Ingediend | 1 september 2017 |
---|---|
Beantwoord | 22 september 2017 (na 21 dagen) |
Indiener | Cem Laçin |
Beantwoord door | Melanie Schultz van Haegen (minister infrastructuur en waterstaat) (VVD) |
Onderwerpen | bestuur organisatie en beleid parlement ruimte en infrastructuur |
Bron vraag | https://zoek.officielebekendmakingen.nl/kv-tk-2017Z11326.html |
Bron antwoord | https://zoek.officielebekendmakingen.nl/ah-tk-20172018-36.html |
Dat klopt. Daarom heb ik in het debat met de Eerste Kamer op 30 mei 2017 aangekondigd dat ik nog eens goed naar de planning van de inwerkingtreding van de wet wil kijken. Snelheid mag niet ten koste gaan van zorgvuldigheid. De transitie naar het nieuwe stelsel is al in volle gang. Een latere inwerkingtreding heeft vooralsnog geen consequenties voor deze transitie, de einddatum van de transitieperiode blijft 2029.

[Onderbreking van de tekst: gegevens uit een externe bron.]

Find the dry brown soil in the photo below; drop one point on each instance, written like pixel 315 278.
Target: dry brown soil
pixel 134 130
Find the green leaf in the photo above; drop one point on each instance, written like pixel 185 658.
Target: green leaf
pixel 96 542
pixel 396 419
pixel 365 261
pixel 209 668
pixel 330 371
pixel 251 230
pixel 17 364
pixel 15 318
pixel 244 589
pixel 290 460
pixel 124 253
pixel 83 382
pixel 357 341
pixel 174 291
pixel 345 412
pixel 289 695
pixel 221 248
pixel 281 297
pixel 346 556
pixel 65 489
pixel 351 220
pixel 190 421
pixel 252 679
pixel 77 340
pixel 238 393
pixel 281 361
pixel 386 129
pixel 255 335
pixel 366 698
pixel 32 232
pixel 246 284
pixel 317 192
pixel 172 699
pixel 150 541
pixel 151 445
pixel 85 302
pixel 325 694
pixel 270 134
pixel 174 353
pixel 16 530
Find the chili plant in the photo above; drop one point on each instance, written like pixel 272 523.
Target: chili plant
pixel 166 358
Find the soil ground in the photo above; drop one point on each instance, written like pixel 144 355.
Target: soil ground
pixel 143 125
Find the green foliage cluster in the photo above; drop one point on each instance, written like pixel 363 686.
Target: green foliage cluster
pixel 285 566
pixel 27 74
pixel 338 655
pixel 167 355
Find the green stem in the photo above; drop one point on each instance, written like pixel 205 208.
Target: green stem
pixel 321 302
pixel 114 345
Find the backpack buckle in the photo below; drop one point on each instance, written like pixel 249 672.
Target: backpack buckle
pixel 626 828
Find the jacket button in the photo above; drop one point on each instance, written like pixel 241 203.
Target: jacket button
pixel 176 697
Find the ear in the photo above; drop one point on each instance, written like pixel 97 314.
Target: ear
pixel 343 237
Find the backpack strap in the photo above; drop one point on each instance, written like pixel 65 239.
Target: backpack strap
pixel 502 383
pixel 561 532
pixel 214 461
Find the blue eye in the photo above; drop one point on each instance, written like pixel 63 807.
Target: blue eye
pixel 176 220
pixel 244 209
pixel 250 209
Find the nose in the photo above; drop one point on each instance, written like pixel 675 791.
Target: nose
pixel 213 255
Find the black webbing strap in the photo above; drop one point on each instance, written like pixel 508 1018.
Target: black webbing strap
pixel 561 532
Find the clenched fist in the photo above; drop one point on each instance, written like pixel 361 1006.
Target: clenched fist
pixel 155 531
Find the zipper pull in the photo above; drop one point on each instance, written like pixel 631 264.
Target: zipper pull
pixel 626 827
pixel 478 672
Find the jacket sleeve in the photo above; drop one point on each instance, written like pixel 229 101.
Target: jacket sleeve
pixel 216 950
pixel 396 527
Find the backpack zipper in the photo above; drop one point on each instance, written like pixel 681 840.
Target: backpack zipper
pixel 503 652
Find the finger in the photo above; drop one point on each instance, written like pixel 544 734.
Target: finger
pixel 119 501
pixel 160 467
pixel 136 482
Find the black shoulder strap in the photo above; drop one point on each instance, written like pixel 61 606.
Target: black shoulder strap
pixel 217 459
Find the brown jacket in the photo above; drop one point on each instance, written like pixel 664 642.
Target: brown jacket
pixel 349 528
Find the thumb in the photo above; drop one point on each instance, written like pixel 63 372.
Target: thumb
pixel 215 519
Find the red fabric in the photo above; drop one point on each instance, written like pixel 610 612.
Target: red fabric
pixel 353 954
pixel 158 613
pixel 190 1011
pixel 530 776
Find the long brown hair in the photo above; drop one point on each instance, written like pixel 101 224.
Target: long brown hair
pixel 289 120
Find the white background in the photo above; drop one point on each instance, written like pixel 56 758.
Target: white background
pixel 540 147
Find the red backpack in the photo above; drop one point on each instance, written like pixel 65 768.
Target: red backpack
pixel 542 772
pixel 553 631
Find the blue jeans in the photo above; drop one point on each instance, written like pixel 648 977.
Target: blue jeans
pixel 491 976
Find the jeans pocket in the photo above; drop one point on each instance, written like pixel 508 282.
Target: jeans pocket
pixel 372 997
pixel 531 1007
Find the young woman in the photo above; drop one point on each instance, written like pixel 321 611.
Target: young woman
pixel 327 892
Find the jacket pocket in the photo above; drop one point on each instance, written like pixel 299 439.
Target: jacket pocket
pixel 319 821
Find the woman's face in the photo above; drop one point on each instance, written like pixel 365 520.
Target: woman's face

Ik heb in het debat met de Eerste Kamer op 30 mei 2017 aangekondigd nog eens goed naar de planning van de inwerkingtreding van de wet te willen kijken. Dat heb ik in mijn brief van 5-7-2017 (Kamerstuk 33 118, nr. 95) over de voortgang van de stelselherziening ook aan uw Kamer en de Eerste Kamer aangekondigd.
Op dit moment wordt bezien wat een haalbare planning is, gezien de verschillende afhankelijkheden in het wetgevingstraject. Zodra er meer duidelijkheid is over de nieuwe planning, worden beide Kamers hierover geïnformeerd.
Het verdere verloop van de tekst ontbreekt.